Tucker was quick and fearless, driving for layup after layup.

For most of the game, Williams defended on a hurt right ankle.

Williams’ injury changed the complexion of the CIF Division 5 title game at Power Balance Pavilion — one in which Mission Prep lost 70-64. Considered one of the Royals’ best defenders because of her long arms and swift feet, the guard was assigned to slow down Tucker. For a while, Williams did.

But everything changed 3 minutes, 31 seconds into the first quarter, when Williams drove left to the basket, got fouled and stumbled to the floor. Immediately, she was in pain. It looked bad. She was visibly traumatized, lying on her back with her non-hurt leg shaking uncontrollably and her hands to her face.

As she was being walked off the court minutes later by a CIF official and Mission Prep assistant Bailey Brown, Williams held tears in her eyes.

Was this it for her high school career?

“There was no way I was going to sit out this game,” Williams said. “I fought through the pain and did what I could to help out the team.”

After being reinserted at the six-minute mark of the second quarter, she logged at least another 20 minutes on the floor, had four of her six points on a taped ankle and helped the Royals narrow a 15-point deficit in the fourth quarter to 5 with 46 seconds left.

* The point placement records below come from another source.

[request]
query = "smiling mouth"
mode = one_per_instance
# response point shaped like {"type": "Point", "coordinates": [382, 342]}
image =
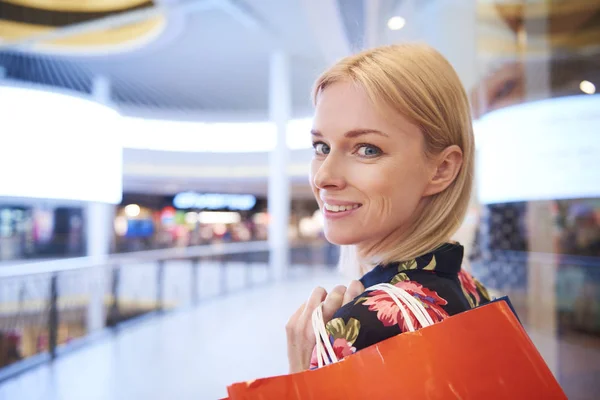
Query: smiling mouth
{"type": "Point", "coordinates": [334, 208]}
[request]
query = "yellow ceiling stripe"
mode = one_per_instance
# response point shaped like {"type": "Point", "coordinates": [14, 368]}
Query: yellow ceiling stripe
{"type": "Point", "coordinates": [78, 5]}
{"type": "Point", "coordinates": [14, 31]}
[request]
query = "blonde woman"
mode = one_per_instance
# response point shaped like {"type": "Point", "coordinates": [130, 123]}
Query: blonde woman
{"type": "Point", "coordinates": [392, 173]}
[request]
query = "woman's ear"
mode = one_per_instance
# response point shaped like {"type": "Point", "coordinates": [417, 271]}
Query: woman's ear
{"type": "Point", "coordinates": [446, 168]}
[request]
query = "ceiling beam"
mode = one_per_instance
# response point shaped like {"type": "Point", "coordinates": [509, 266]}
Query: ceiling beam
{"type": "Point", "coordinates": [109, 22]}
{"type": "Point", "coordinates": [328, 28]}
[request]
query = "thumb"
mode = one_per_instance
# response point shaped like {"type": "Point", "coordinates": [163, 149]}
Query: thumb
{"type": "Point", "coordinates": [355, 289]}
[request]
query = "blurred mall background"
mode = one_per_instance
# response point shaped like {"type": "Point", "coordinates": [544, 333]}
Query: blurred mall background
{"type": "Point", "coordinates": [153, 180]}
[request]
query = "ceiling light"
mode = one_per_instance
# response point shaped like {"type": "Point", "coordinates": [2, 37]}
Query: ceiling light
{"type": "Point", "coordinates": [132, 210]}
{"type": "Point", "coordinates": [587, 87]}
{"type": "Point", "coordinates": [396, 23]}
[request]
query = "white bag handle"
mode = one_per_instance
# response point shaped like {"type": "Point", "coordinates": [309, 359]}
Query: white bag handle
{"type": "Point", "coordinates": [405, 302]}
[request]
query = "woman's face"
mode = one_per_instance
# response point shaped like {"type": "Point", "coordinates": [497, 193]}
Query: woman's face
{"type": "Point", "coordinates": [369, 173]}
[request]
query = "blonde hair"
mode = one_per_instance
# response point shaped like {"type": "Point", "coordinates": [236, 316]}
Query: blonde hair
{"type": "Point", "coordinates": [416, 81]}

She said she rolled her ankle, but didn’t want to stop.

“It’s not really about me,” said Williams, who also finished with four rebounds, three steals and two assists. “It’s about my team. I know how much they want this and for me to not want to play through the pain, it’s just selfish and I’m not going to do that to the team.”

She didn’t stop guarding Tucker, who finished with six turnovers and 28 points. She got some help from her Mission Prep teammates, who came to help every time Tucker made a move to the basket.

“She went out there and gave it her all,” Krossa said about Williams. “She was in pain and all the emotional things that she was going through there.”

Williams entered the state title game averaging 11.7 points and 5.0 rebounds. She usually guards the other team’s best player. But her role came to an abrupt halt when she went down with a hurt ankle, which caused a hobble and forced her to arrive late to the post-game news conference because she had to ice it.

Mission Prep senior forward Bri Harvey knew Williams wouldn’t quit. The two had a brief conservation after the injury.

Harvey said she told Williams, “You gotta get taped and come back in.”

Williams had one simple response: “OK.”

“She’s not going to stay out of the game for something like this,” Harvey would say later. “I’m proud of her, that she tried her hardest. She pushed through the pain for her team, not for herself. Her effort was incredible. She was the one who helped us with defense, a lot. She gets us going and running and all that stuff. If we didn’t have her, it would’ve been a completely different game.”